Scott German: Personal history to UVA-UNC basketball series
Virginia and North Carolina prepare for the 144th all-time meeting between the two schools, and perhaps the most important aspect of tomorrow’s game in John Paul Jones Arena to me is, I’m going to be there.
For the 35th time in 36 matchups in Charlottesville, I get the privilege of watching the game in person. The one miss: the result of a darn extraction of four wisdom teeth and strong pain medicine just hours before tipoff.
Jim Gordon, former sports editor of the Waynesboro News-Virginian, and most importantly, a dear friend who passed away a few years ago, gets most of the credit (or blame) for my 36-year run.
Working for Jim as a part-time sportswriter, covering everything from high school track to NCAA men’s Final Four and the 1983 World Series, was the best second career anyone could have asked for.
Jim often had far more important assignments than covering a UVA-UNC basketball game, like boys’ wrestling or a crucial girls’ basketball tilt.
That was the legend of Jim Gordon: community always came first.
Michael Jordan vs. Ralph Sampson was a job for a stringer.
Moving from The News-Virginian to the Augusta Free Press was a seamless transition.
Why wouldn’t it be? My colleague (and boss) Chris Graham was also a protege of Jim “Jimbo” Gordon.
Chris, in his “day job,” worked as a reporter for the N-V, but also double-dipped in the sports department. Chris, too, often shouldered the burden of covering Virginia basketball; heck he once was even forced to cover an ACC Tournament.
So, this game has special significance to both of us. Tomorrow night, due to COVID-19 restrictions, only a very limited number of members of the press will be in JPJ.
I will be in that press group, and for that, I am honored.
OK, enough about my history covering UVA-UNC basketball, now to the game.
First, the bad news. Carolina leads the all-time series with Virginia 103-40. Ouch. Now the good news. The UNC losses 35-40 have come in the last six years.
That’s correct, UVA has a six-game winning streak heading into Saturday’s game.
The last North Carolina team to hang a loss on the Cavaliers was the 2017 Tar Heels squad. That team eventually captured the national championship; ironically that 2017 team started the six-game UVA win streak.
North Carolina’s win last Saturday against Duke helped them stay on the NCAA bubble. Unfortunately for the Tar Heels that win cost them an idle week, as a few Carolina players did not follow COVID-19 protocols, resulting in the postponement of a Wednesday game with Miami.
So, this matchup with Virginia is huge. North Carolina has eight games remaining on its schedule, only three with ranked teams. UNC can make a statement and strengthen a postseason bid with a win.
Checking North Carolina’s season schedule, the Tar Heels didn’t fare well with a week off between games. After beating Pittsburgh on Jan. 26, UNC was soundly beaten by Clemson a week later.
At 12-6 overall, a good loss might not be enough for this Carolina team.
North Carolina scored 91 points in its win over Duke. No one is expecting that type of offensive output against the Cavaliers.
As usual again this year, Virginia is leading the conference in scoring defense while leading the conference in scoring margin.
Since that 24-point beatdown of Virginia in 2017, the Tar Heels have found scoring extremely challenging indeed against UVA. Carolina has averaged just 54 points in the six-game skid.
Turnovers could sink the Heels. Against Duke, the Tar Heels were sloppy with the ball in the fast-paced contest, committing 16 turnovers that resulted in 20 Blue Devil points.

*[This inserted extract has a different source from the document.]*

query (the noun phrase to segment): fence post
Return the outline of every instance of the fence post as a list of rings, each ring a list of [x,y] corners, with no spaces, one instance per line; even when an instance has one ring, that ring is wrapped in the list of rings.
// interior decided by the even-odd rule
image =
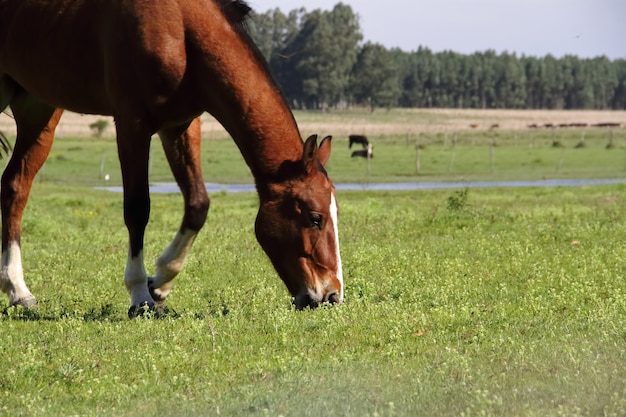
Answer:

That many mistakes against UVA could prove lethal for UNC.
Speaking of turnovers, UVA hasn’t exactly treasured the basketball lately, at least by Virginia standards. First half turnovers (11) left the Cavaliers in a 26-20 hole to Georgia Tech Wednesday evening in Atlanta. Virginia came from behind to win, but the 17 turnovers were a season high.
In UVA’s deliberate offense, turnovers are often magnified than in a faster-paced type of attack like UNC employs. If North Carolina can win the turnover battle playing Virginia’s style, a tall chore for certain, then a desperate Tar Heel outfit may have a shot.
So once again this UVA-UNC battle has a lot of storylines.
How will Carolina respond to a week they have been beaten up on social media due to the postponement of the Miami game?
How will UNC respond in a game that they are clearly the underdog?
Can Virginia continue their recent dominance over their border rivals?
There’s only one certainty entering this matchup. I will be there.